With confidence in domestic travel at an all time low and the federal government spending hundreds of millions propping up the airline industry, it is appalling to note the rogue behaviour of the national carrier, Qantas. Like Mike Hilton (Traveller Letters, April 3), my husband and I planned a short trip from Melbourne to Uluru and Alice Springs immediately after Easter. On March 23, Qantas notified us the Uluru to Alice Springs flight was cancelled as the service had been stopped. As our return flight to Melbourne was on the same booking, we found this flight was also cancelled, even though QF797 out of Alice Springs was still operating.

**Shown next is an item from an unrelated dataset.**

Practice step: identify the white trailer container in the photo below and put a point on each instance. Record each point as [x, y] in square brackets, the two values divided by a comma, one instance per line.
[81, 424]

We had to secure car hire from Uluru to Alice at considerable extra expense and, worse yet, rebook our flight to Melbourne on the same QF797 but costing more than an additional $1000. This random and unexpected action by Qantas undermines any enthusiasm for air travel within Australia and shows no regard for travellers who book in good faith.

Shar Richards, Camberwell, VIC


Our Virgin Australia Airlines flight last year was cancelled due to COVID-19. Virgin gave us a "future flight credit". Some days ago we attempted to use this credit for a flight from Melbourne to Darwin. Even though there were seats available for the flight, we were informed that we were unable to use our credit because "all available credits had been used for that particular flight". This, after Virgin had free use of our money for over a year. Not happy, Virgin.